Le Vernet:
Dozens of French police and soldiers backed by helicopter searched the terrain around a tiny hamlet in the French Alps on Tuesday, saying they still hoped to find a toddler who has been missing for three days.
Emile, who is two and a half, was staying with his grandparents when he went missing on Saturday. He was last seen by two neighbours walking alone on a street of Haut-Vernet, a tiny village of 25 inhabitants at an altitude of around 1,200 metres (4,000 feet).
“We’re not stopping the search, we are not losing hope,” the local prefect, Marc Chappuis, told reporters late Monday.
But after 48 hours of combing through the area without success, the search was now becoming “more targeted” and “more selective”, he said.
Authorities said that large-scale searches involving volunteers which took place on Monday had been discontinued.

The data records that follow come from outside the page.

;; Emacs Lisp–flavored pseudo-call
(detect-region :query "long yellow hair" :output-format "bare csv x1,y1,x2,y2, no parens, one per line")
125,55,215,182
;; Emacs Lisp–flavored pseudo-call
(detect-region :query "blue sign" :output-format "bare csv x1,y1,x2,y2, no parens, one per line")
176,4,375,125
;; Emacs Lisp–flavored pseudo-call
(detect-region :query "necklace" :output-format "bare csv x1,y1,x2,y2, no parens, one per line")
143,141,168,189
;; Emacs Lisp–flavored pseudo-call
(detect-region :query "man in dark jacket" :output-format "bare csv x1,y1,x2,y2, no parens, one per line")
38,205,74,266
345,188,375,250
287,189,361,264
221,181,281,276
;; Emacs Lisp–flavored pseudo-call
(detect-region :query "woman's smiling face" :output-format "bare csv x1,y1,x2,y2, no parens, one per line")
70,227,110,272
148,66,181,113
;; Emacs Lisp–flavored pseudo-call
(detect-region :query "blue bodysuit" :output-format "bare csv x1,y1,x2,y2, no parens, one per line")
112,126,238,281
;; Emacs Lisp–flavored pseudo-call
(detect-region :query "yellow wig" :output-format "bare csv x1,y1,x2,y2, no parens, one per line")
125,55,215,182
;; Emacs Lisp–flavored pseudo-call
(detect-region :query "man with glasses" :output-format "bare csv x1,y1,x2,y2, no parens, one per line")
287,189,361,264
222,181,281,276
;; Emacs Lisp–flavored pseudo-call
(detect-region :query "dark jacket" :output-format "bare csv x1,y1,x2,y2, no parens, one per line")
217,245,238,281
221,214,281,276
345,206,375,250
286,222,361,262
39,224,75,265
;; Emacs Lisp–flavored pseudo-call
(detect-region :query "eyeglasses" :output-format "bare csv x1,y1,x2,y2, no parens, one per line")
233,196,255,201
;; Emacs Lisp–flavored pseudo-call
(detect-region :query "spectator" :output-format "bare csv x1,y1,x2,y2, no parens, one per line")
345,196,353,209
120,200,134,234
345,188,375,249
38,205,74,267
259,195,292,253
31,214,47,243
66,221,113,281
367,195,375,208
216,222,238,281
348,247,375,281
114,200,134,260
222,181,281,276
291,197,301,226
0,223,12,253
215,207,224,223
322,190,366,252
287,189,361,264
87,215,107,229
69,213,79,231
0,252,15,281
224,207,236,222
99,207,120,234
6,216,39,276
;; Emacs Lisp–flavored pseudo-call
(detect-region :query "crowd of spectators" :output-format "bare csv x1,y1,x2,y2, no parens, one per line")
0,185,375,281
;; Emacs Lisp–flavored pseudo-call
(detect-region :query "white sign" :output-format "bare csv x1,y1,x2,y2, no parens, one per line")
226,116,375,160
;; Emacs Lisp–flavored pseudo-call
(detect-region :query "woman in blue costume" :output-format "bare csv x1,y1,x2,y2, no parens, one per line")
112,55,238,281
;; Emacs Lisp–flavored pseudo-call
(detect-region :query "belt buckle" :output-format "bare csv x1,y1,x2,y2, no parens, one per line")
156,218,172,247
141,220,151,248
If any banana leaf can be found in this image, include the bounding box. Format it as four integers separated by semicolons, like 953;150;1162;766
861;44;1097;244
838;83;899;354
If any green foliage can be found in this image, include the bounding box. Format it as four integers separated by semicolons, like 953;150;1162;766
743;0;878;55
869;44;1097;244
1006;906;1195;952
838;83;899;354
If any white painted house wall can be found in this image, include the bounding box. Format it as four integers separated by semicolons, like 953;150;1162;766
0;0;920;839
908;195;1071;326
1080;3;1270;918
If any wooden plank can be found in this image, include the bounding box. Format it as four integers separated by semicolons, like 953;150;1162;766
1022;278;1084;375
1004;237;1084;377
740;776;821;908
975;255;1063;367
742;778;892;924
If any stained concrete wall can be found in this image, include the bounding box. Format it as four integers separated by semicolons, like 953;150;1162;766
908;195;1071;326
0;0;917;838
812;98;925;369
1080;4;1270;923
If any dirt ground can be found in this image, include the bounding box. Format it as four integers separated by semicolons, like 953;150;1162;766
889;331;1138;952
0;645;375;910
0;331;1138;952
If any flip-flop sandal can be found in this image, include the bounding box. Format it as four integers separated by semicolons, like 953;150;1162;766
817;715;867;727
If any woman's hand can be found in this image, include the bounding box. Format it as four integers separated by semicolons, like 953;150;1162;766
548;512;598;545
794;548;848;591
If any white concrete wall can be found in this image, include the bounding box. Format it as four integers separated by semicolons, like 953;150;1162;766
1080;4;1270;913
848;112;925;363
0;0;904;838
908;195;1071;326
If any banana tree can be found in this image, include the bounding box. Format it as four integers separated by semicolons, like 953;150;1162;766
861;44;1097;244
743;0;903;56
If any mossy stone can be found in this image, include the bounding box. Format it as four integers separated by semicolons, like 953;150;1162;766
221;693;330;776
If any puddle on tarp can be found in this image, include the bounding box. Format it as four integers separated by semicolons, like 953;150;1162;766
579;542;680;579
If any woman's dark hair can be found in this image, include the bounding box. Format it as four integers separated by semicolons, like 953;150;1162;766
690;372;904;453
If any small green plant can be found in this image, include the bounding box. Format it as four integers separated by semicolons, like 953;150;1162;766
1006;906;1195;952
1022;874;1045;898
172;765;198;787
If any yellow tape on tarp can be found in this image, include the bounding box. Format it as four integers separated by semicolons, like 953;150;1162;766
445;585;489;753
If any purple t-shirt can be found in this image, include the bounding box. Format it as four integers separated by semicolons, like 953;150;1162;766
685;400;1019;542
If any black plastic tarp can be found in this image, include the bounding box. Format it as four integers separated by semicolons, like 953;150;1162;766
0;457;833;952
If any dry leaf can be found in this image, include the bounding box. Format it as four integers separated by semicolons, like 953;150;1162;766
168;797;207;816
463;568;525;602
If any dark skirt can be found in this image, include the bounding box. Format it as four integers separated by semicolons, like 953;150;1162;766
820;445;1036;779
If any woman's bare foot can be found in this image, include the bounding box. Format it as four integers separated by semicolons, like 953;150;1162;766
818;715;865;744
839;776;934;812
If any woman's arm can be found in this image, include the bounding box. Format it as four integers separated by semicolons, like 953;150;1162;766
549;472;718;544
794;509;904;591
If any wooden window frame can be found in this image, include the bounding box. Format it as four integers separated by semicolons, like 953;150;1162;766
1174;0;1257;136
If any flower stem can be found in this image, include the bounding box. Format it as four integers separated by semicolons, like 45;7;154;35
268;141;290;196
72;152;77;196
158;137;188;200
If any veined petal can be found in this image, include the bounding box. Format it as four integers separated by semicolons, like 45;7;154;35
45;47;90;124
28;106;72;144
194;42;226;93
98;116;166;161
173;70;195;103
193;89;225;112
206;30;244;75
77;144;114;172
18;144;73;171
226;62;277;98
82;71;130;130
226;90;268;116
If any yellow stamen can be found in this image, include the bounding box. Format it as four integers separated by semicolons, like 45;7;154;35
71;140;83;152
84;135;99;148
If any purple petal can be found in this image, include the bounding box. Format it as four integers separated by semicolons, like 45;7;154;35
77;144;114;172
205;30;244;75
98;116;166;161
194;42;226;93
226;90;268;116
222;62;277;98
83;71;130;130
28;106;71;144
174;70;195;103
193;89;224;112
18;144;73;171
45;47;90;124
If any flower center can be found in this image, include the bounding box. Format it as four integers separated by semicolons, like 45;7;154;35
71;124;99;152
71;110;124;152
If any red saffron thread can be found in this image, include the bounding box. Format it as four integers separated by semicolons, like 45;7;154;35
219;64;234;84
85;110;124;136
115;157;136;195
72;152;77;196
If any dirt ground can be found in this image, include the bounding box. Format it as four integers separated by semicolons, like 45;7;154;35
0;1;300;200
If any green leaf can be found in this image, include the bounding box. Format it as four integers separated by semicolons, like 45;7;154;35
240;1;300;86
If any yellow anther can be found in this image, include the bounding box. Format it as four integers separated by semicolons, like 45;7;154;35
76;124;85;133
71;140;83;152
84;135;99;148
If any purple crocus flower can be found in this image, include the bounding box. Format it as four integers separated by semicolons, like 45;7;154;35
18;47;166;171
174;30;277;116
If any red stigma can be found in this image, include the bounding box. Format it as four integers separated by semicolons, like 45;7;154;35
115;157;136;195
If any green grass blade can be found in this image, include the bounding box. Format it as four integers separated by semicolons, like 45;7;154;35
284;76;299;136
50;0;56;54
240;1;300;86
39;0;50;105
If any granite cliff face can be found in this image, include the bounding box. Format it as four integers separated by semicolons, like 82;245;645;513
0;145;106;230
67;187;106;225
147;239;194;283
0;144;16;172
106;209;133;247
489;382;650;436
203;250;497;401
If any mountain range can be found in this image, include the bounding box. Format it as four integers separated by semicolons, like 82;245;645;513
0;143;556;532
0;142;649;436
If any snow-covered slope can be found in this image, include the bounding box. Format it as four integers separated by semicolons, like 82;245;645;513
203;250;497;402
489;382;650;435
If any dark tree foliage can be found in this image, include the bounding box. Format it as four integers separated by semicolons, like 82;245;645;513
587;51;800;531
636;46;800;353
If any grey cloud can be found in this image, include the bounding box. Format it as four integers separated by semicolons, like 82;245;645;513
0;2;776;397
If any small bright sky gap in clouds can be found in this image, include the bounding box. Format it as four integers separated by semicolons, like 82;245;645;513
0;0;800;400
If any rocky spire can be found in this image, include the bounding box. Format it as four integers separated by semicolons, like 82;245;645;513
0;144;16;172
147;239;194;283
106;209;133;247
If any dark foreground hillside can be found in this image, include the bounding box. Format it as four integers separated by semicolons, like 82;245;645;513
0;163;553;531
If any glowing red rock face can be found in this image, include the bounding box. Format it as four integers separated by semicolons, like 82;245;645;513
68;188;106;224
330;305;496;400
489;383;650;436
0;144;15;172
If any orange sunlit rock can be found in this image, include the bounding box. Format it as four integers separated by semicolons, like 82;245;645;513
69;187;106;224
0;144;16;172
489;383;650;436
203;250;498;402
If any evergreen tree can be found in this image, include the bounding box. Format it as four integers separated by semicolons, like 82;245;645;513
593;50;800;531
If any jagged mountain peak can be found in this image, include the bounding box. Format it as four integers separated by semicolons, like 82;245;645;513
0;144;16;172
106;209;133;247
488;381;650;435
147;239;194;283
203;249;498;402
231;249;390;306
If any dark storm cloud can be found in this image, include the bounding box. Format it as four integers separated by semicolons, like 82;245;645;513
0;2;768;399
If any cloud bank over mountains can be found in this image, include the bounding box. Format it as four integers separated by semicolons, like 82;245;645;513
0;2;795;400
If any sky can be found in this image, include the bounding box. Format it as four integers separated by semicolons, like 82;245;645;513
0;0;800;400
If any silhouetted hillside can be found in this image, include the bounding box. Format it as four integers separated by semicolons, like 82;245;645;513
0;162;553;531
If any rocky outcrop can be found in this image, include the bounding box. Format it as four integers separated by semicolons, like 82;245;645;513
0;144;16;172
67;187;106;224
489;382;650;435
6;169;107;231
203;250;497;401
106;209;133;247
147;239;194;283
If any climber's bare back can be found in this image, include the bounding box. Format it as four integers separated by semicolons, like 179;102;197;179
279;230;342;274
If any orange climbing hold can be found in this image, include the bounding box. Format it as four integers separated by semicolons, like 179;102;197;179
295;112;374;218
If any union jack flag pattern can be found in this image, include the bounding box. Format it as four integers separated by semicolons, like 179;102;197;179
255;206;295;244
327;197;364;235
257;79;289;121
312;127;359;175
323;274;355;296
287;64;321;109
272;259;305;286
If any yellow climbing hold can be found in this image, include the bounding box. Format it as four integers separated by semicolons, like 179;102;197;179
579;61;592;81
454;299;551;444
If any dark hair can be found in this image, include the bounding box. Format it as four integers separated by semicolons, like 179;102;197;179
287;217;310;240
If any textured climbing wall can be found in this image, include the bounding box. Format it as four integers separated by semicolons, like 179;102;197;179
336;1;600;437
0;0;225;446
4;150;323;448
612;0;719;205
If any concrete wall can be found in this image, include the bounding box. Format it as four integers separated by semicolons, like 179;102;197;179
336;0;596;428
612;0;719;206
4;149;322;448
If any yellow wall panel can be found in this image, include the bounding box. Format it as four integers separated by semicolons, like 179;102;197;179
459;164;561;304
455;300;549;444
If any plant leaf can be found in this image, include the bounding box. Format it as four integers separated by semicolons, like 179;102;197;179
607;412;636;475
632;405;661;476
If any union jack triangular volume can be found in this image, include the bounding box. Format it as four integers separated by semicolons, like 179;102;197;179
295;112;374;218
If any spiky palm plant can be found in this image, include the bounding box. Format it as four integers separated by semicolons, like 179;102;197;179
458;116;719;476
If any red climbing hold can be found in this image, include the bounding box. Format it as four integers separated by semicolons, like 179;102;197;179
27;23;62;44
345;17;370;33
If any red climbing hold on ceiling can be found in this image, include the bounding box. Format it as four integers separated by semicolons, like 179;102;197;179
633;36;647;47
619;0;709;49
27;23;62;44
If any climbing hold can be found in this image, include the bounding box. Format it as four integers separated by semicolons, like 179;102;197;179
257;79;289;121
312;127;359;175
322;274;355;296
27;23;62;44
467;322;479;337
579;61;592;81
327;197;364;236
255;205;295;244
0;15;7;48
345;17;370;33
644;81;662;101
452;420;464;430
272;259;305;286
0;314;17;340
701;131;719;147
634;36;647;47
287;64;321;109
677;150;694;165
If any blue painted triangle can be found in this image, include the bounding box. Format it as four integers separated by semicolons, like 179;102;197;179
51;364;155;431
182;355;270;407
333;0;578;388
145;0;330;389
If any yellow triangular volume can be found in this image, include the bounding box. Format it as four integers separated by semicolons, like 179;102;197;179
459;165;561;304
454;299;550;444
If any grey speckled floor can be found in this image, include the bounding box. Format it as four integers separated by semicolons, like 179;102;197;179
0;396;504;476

Instead 80 military police officers were deployed for a targeted search on Tuesday, backed up by a dozen soldiers specialised in the clearing of terrain, search-and-rescue dogs and a helicopter.
“The work now will be very detail-oriented,” local prosecutor Remy Avon said.
This included the analysis of local phone records to determine “what phone calls were made, by whom and to whom”, around the time of the disappearance, he said.
Several witnesses had been questioned and houses in the hamlet searched, he said.
Specialist forensic units have also been called in, and more locals are set to be interviewed.
The terrain in the search zone is hilly and craggy with many streams, and the region has been hit by a heat wave, with temperatures forecast to reach 34 Celsius (93 Fahrenheit) on Tuesday.
“All possible explanations are on the table, we’re not favouring any, and we’re not ruling any out,” the prosecutor said.
– ‘Looked out for the smallest clue’ –
The search has focused on an area of five kilometres (three miles) around the hamlet.
“The child should have been found after 48 hours in that perimeter,” said Chappuis.
Police, still hoping for a breakthrough thanks to witness statements, have circulated a picture of the blond and hazel-eyed boy who was wearing a yellow top, white shorts and hiking shoes the day he disappeared.
The site is off-limits to outsiders as of Tuesday, prosecutor Avon said.
Hundreds of volunteers have taken part in efforts to find the boy.
“We took part in a big search this morning with 50 other people,” said Roxane, 19, who came with two friends to help on Monday.
“There was a gap of two metres (7 feet) between each of us, we looked in the fields, and in the woods. We looked out for the smallest clue, maybe an item of clothing or a shoe he could have lost,” she said.
Prosecutors have given no information about the number of adults present in the grandparents’ house when Emile disappeared.